Copropriété : comment bien choisir son syndic ?

le 20 août 2019

Qu’il soit professionnel ou bénévole, un syndic de doit entretenir chaque copropriété. Une gestion qui n’est pas toujours de tout repos. Comment choisir son syndic de copropriété ? Eléments de réponse avec Gilles Frémont, président de l’association nationale des gestionnaires de copropriété.

Copropriété : comment bien choisir son syndic ?

NDE / Pixabay

Un syndic de copropriété, c’est quoi ?

Le syndic de copropriété administre l’ensemble de l’immeuble et assure sa gestion. Il représente ses copropriétaires en travaillant étroitement avec le conseil syndical. Il peut s’agir d’une personne morale ou physique, d’un syndic professionnel ou bénévole.

Toute copropriété est dans l’obligation d’élire un syndic de copropriété. Et le plus souvent, les assemblées générales sont des moments d’accrochage entre le syndic et les copropriétaires. Le prix des services mais aussi la réactivité sont souvent au cœur de débats parfois houleux.

La réactivité

Les copropriétaires attentent de la disponibilité et de la réactivité de la part de leur syndic.

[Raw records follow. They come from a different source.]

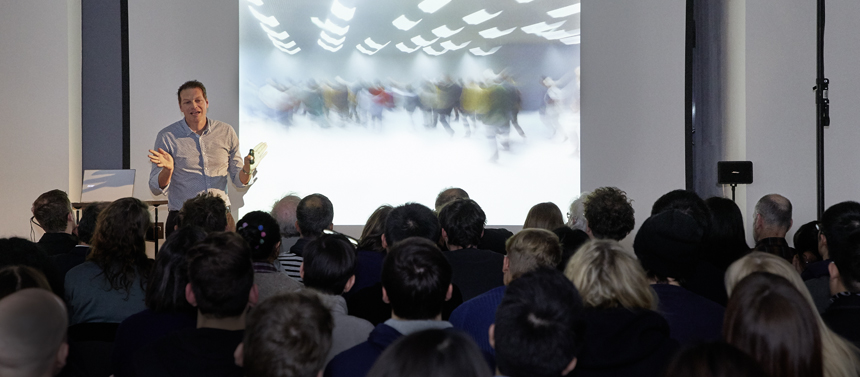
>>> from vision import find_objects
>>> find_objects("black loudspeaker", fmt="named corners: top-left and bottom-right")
top-left (717, 161), bottom-right (752, 185)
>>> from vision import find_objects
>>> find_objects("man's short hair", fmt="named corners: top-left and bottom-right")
top-left (272, 194), bottom-right (302, 238)
top-left (439, 199), bottom-right (487, 247)
top-left (755, 194), bottom-right (791, 230)
top-left (302, 234), bottom-right (356, 295)
top-left (176, 80), bottom-right (209, 104)
top-left (188, 232), bottom-right (254, 318)
top-left (296, 194), bottom-right (334, 238)
top-left (179, 192), bottom-right (227, 233)
top-left (434, 187), bottom-right (469, 213)
top-left (243, 292), bottom-right (334, 377)
top-left (505, 228), bottom-right (561, 280)
top-left (584, 187), bottom-right (636, 241)
top-left (385, 203), bottom-right (442, 246)
top-left (494, 268), bottom-right (585, 377)
top-left (382, 236), bottom-right (453, 319)
top-left (33, 190), bottom-right (72, 233)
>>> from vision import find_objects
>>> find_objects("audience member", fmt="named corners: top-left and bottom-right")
top-left (235, 292), bottom-right (336, 377)
top-left (111, 225), bottom-right (206, 377)
top-left (633, 210), bottom-right (725, 346)
top-left (450, 229), bottom-right (561, 368)
top-left (564, 239), bottom-right (678, 376)
top-left (0, 289), bottom-right (69, 377)
top-left (236, 211), bottom-right (302, 301)
top-left (301, 234), bottom-right (373, 362)
top-left (490, 268), bottom-right (586, 377)
top-left (134, 232), bottom-right (258, 377)
top-left (65, 198), bottom-right (153, 325)
top-left (439, 199), bottom-right (505, 300)
top-left (325, 236), bottom-right (452, 377)
top-left (367, 330), bottom-right (493, 377)
top-left (272, 194), bottom-right (302, 282)
top-left (723, 272), bottom-right (824, 377)
top-left (753, 194), bottom-right (797, 262)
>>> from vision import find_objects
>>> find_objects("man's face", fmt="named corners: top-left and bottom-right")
top-left (179, 88), bottom-right (209, 125)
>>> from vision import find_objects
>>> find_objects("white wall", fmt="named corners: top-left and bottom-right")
top-left (0, 0), bottom-right (81, 237)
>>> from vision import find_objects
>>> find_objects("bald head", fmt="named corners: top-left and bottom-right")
top-left (0, 288), bottom-right (68, 377)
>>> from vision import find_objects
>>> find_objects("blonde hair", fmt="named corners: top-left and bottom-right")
top-left (564, 240), bottom-right (657, 310)
top-left (725, 251), bottom-right (860, 377)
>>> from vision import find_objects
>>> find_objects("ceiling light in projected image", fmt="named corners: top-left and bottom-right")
top-left (331, 0), bottom-right (355, 21)
top-left (248, 5), bottom-right (281, 27)
top-left (478, 27), bottom-right (517, 39)
top-left (418, 0), bottom-right (451, 13)
top-left (432, 25), bottom-right (465, 38)
top-left (546, 3), bottom-right (580, 18)
top-left (391, 15), bottom-right (421, 31)
top-left (463, 9), bottom-right (502, 25)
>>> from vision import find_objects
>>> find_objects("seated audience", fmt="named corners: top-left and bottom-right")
top-left (723, 272), bottom-right (824, 377)
top-left (0, 288), bottom-right (69, 377)
top-left (726, 251), bottom-right (860, 377)
top-left (450, 229), bottom-right (561, 368)
top-left (111, 226), bottom-right (206, 377)
top-left (301, 234), bottom-right (373, 362)
top-left (633, 210), bottom-right (725, 346)
top-left (325, 236), bottom-right (453, 377)
top-left (439, 199), bottom-right (505, 300)
top-left (564, 239), bottom-right (678, 376)
top-left (235, 292), bottom-right (335, 377)
top-left (65, 198), bottom-right (153, 325)
top-left (134, 232), bottom-right (257, 377)
top-left (236, 211), bottom-right (302, 301)
top-left (490, 268), bottom-right (586, 377)
top-left (367, 330), bottom-right (493, 377)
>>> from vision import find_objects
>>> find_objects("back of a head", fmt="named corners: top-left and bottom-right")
top-left (296, 194), bottom-right (334, 238)
top-left (505, 229), bottom-right (561, 280)
top-left (382, 237), bottom-right (453, 319)
top-left (367, 329), bottom-right (493, 377)
top-left (584, 187), bottom-right (636, 241)
top-left (439, 199), bottom-right (487, 247)
top-left (188, 232), bottom-right (254, 318)
top-left (564, 240), bottom-right (657, 310)
top-left (302, 234), bottom-right (356, 295)
top-left (0, 288), bottom-right (68, 376)
top-left (32, 190), bottom-right (72, 233)
top-left (385, 203), bottom-right (442, 247)
top-left (236, 211), bottom-right (281, 262)
top-left (723, 272), bottom-right (824, 377)
top-left (243, 292), bottom-right (334, 377)
top-left (666, 342), bottom-right (766, 377)
top-left (179, 192), bottom-right (227, 233)
top-left (523, 202), bottom-right (564, 231)
top-left (494, 268), bottom-right (585, 377)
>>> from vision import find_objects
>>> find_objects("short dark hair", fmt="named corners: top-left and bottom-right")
top-left (236, 211), bottom-right (281, 261)
top-left (583, 187), bottom-right (636, 241)
top-left (33, 190), bottom-right (72, 233)
top-left (188, 232), bottom-right (254, 318)
top-left (302, 234), bottom-right (356, 295)
top-left (296, 194), bottom-right (334, 238)
top-left (145, 225), bottom-right (206, 313)
top-left (179, 192), bottom-right (227, 232)
top-left (176, 80), bottom-right (209, 104)
top-left (385, 203), bottom-right (442, 246)
top-left (382, 236), bottom-right (453, 319)
top-left (494, 268), bottom-right (585, 377)
top-left (439, 199), bottom-right (487, 247)
top-left (243, 292), bottom-right (334, 377)
top-left (367, 329), bottom-right (493, 377)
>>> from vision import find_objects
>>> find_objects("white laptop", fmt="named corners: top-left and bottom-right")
top-left (81, 169), bottom-right (134, 203)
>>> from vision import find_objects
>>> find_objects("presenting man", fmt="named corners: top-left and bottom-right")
top-left (149, 80), bottom-right (265, 236)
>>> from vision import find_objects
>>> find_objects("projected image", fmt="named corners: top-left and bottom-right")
top-left (240, 0), bottom-right (580, 225)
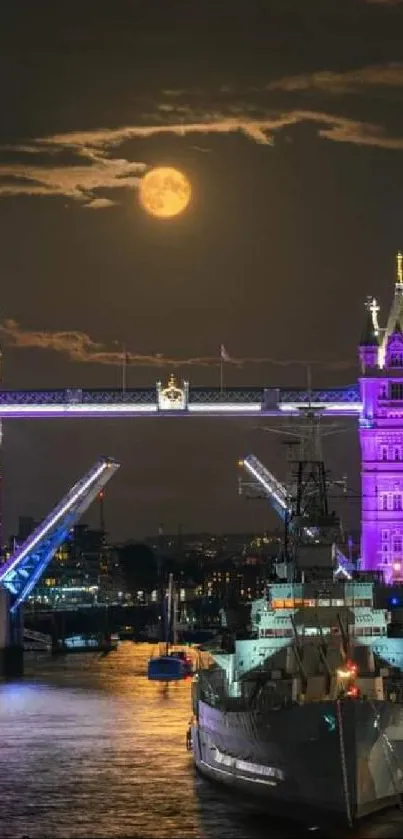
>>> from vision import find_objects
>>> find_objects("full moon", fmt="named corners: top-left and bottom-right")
top-left (139, 166), bottom-right (191, 218)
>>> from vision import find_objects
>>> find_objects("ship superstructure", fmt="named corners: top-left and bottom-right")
top-left (191, 414), bottom-right (403, 825)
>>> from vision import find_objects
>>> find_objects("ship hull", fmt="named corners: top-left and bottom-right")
top-left (192, 700), bottom-right (403, 824)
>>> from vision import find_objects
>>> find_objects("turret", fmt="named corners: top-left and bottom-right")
top-left (358, 298), bottom-right (379, 373)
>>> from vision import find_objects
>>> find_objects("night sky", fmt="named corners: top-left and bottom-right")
top-left (0, 0), bottom-right (403, 539)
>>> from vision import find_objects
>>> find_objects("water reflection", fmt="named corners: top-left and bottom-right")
top-left (0, 643), bottom-right (403, 839)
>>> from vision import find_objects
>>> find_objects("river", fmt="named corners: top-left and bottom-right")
top-left (0, 642), bottom-right (403, 839)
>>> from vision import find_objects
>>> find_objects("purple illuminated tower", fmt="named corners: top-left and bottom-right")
top-left (359, 253), bottom-right (403, 582)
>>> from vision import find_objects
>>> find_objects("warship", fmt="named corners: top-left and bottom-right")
top-left (187, 414), bottom-right (403, 827)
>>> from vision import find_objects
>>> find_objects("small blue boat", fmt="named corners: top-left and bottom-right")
top-left (147, 574), bottom-right (193, 682)
top-left (148, 652), bottom-right (193, 682)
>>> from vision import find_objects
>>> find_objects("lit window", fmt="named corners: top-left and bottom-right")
top-left (380, 492), bottom-right (388, 510)
top-left (392, 492), bottom-right (402, 510)
top-left (389, 382), bottom-right (403, 402)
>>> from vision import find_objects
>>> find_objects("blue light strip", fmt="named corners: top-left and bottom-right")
top-left (0, 458), bottom-right (119, 611)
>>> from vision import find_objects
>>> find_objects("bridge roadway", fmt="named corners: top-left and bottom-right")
top-left (0, 379), bottom-right (362, 419)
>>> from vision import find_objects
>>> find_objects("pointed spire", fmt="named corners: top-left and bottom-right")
top-left (395, 251), bottom-right (403, 288)
top-left (359, 298), bottom-right (379, 347)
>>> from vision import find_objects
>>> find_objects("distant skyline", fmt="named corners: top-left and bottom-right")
top-left (0, 0), bottom-right (403, 539)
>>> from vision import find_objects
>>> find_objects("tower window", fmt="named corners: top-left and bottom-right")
top-left (389, 382), bottom-right (403, 401)
top-left (392, 492), bottom-right (403, 510)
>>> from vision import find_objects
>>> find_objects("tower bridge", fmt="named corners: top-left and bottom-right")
top-left (0, 253), bottom-right (403, 673)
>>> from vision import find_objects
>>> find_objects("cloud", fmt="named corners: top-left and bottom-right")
top-left (0, 154), bottom-right (147, 203)
top-left (0, 79), bottom-right (403, 210)
top-left (266, 63), bottom-right (403, 95)
top-left (84, 198), bottom-right (118, 210)
top-left (1, 320), bottom-right (356, 371)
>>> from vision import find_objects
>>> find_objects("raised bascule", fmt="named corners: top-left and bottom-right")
top-left (0, 253), bottom-right (403, 672)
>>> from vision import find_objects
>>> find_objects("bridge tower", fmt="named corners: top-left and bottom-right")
top-left (359, 253), bottom-right (403, 583)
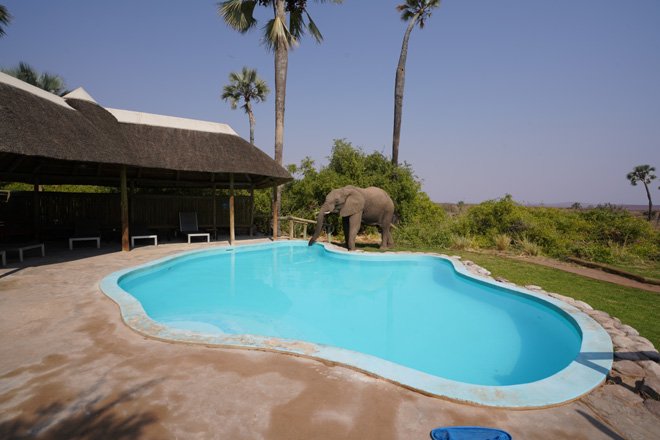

« Pour être réactif, il faut que le syndic réponde rapidement aux emails ou appels des copropriétaires dans les 24h ou dans les 48h maximum ! Un syndic injoignable, c’est insupportable. Et cette critique revient souvent lors des changements de syndic », explique le professionnel.

Mais pour pouvoir l’être réactif justement, « il faut que le syndic ait un portefeuille de copropriétés raisonnable« . C’est-à-dire qu’il ne soit pas surchargé de travail avec trop d’immeuble à gérer…

Le bouche-à-oreille

Un des meilleurs moyens pour faire le bon choix est de faire confiance à son entourage et de se baser sur le bouche-à-oreille. Un client satisfait est toujours une excellente vitrine pour les professionnels.

La réputation d’un syndic de copropriété se fait essentiellement grâce aux avis de ses clients !

Les services avant le prix

« Le conseil que je donne c’est de choisir un syndic pas trop loin, dans le quartier, avec des équipes qui ont un portefeuille d’immeubles à gérer raisonnable, ces critères-là doivent être vérifiés. Et ne pas forcément faire dans le low-cost. Quand on veut un service de qualité, il faut y mettre le prix« , souligne l’expert.

En outre, le syndic bénévole ne peut être rémunéré. Toutefois, s’il engage des frais de gestion pour la copropriété, il peut demander le remboursement.

Depuis 2015, la rémunération du syndic professionnel comprend des honoraires forfaitaires (de gestion courante) et des honoraires spécifiques qui sont encadrés par décret.

Les règles à respecter pour changer de syndic de copropriété

Si vous souhaitez changer de syndic de copropriété, vous devrez respecter un certain formalisme.

Tout d’abord, le syndic est élu pour un mandat qui est généralement de 3 ans maximum. Les copropriétaires qui souhaitent changer de syndic doivent donc, avant le terme du contrat, rechercher un nouveau syndic.

En cas de manquement de la part du syndic de copropriété (qu’il faudra prouver), il est possible de le destituer avant la fin du mandat.

Pour changer de syndic, il faut que la résolution soit à l’ordre du jour de la prochaine assemblée générale, que les copropriétaires fassent un appel d’offres et que la résolution soit votée à la majorité absolue.

Si la majorité absolue n’est pas obtenue :

  • Si un des candidats obtient 1/3 des voix, la majorité simple s’applique au second vote.
  • Si aucun candidat n’obtient ces voix, une nouvelle assemblée générale devra se tenir pour élire le syndic dans les 3 mois.